On Israel, the Europeans are pompously saying that they will insist that President Bush start peace negotiations with Chairman Arafat’s successors. Not surprisingly, the President has already declared himself ready to do so. After all, the US government has been trying to by-pass Arafat for some time, recognizing the fact that he was an insurmountable obstacle to any agreement. And who insisted that he should be the one and only representative of the Palestinian people? Who supplied him with money and resurrected his political fortune whenever it looked like fading away? Why, the EU, of course.

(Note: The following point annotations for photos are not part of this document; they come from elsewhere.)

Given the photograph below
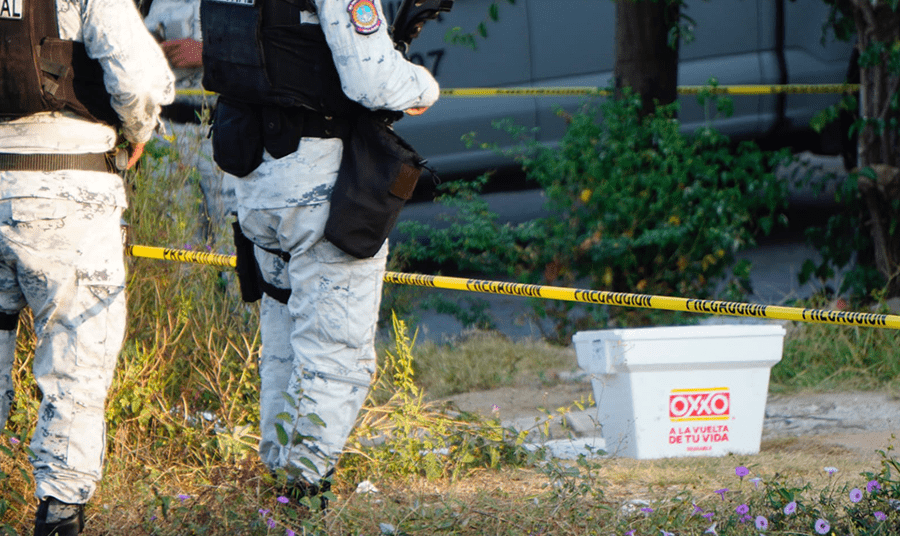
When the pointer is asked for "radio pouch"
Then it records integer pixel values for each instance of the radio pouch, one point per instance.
(378, 174)
(246, 267)
(237, 137)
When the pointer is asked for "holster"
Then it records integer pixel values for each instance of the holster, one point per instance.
(246, 266)
(378, 174)
(250, 279)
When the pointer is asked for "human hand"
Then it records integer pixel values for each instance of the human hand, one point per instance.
(184, 53)
(137, 149)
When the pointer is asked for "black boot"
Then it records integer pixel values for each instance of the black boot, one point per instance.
(315, 493)
(56, 518)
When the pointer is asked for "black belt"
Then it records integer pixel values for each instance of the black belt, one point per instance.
(56, 162)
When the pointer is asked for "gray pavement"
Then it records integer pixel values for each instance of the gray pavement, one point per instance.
(776, 260)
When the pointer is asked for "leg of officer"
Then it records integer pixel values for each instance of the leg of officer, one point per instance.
(72, 273)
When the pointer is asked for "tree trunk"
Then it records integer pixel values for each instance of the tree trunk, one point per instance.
(878, 140)
(645, 59)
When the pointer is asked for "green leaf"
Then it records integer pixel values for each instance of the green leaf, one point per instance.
(282, 435)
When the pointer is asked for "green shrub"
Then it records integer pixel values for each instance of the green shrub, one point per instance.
(636, 206)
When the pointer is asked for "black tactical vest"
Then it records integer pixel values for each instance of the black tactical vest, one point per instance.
(256, 51)
(40, 72)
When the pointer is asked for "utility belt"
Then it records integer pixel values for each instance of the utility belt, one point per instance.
(106, 162)
(377, 176)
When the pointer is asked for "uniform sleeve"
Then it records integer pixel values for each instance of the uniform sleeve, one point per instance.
(372, 72)
(137, 74)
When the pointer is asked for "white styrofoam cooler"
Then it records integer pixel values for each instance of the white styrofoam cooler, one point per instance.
(681, 391)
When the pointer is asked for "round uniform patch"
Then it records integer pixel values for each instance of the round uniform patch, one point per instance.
(364, 16)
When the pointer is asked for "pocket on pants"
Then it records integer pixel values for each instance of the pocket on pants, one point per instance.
(347, 302)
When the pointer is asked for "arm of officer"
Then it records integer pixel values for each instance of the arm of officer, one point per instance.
(372, 71)
(136, 73)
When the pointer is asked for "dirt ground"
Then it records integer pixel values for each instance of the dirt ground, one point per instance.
(854, 423)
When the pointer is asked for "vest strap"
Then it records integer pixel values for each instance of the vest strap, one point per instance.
(56, 162)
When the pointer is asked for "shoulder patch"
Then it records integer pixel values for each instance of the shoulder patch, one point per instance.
(364, 16)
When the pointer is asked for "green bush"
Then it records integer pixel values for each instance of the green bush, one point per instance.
(636, 206)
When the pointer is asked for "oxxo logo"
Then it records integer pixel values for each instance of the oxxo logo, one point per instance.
(699, 404)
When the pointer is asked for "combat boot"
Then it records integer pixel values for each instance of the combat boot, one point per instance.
(56, 518)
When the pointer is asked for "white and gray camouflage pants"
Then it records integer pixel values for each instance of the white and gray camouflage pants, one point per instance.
(321, 344)
(64, 260)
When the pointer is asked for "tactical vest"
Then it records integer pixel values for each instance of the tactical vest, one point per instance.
(40, 72)
(256, 51)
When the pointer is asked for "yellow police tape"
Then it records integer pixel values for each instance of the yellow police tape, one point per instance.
(600, 297)
(571, 91)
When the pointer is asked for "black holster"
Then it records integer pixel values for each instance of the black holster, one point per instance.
(378, 174)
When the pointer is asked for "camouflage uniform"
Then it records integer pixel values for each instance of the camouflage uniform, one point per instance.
(322, 342)
(61, 248)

Then there is Iran. The EU, or rather France, Germany and the UK have been insisting that they can do a deal with Iran over the nuclear reactors it is building or preparing to build. The US government says that Iran is not interested in deals and the whole problem should be taken to the UN Security Council. Why the European countries are opposing that is not made clear – after all, they are in favour of the UN Security Council when that annoys the Americans.
However, as of Wednesday the deal is no longer being discussed. Iran has pocketed all the many concessions the three European countries have offered, and refused to do any deals over nuclear power or, for that matter, its considerable support for terrorist groups. As of now, it is not clear what the Europeans are going to say when they “press their own approaches” on Iran.
Then there is Iraq. France and Germany, having opposed the war, refused to provide peace keepers or help train the Iraqi forces, are now demanding that the January elections be postponed because some Sunni clergymen have been calling for a boycott in response to the fighting in Fallujah. The Sunni clergymen may well change their minds when Fallujah is taken.
In the meantime, I imagine, Prime Minister Allawi may have something to say to advice from countries that are sitting on the sidelines, dissing his government. He is not a man to mince his words if his letter to Kofi Annan (father of Kojo Annan of food-for-oil scandal fame) is anything to go by.
Secretary-General Annan, as our readers will recall, warned last week against a coalition offensive on Fallujah, saying that this might increase violence and disrupt the elections. In the past he had also called for postponement of the elections. In reply Mr Allawi expressed some surprise at
“… the lack of any mention in [Kofi Annan’s] letter of the atrocities which these groups [in Fallujah] have committed. I believe that the blame for the violence and difficulties in Iraq at the moment should be laid squarely at their door.”On the whole, one is forced to agree with the Wall Street Journal Europe editorial. There is no need to be surprised. That is Kofi Annan all over.
So there we are: the Europeans will press for their views against the American ones but it will not matter to them what the aim is, as long as the views are anti-American. Not very hopeful from the point of view of the western alliance.
However, is there not something missing from all this advice and analysis? What about the rest of the world? Will Bush and Blair talk about Africa, which becomes Blair’s number one priority every six months or so? Will they discuss China and her involvement in the Galileo project? What of Russia, who has cancelled a summit with the EU, is steadily sliding into an unstable dictatorship and is eqally steadily demanding western support for its inhumane and unsuccessful policies in Chechnya while giving no support for the wider fight against terrorism? What of the countries around Russia, her near abroad, Ukraine, Moldova, Belarus, Kazakhstan, Georgia, the Caucasus and the Central Asian republics? Is it not time the United States and the European countries became worried about some or all of those subjects?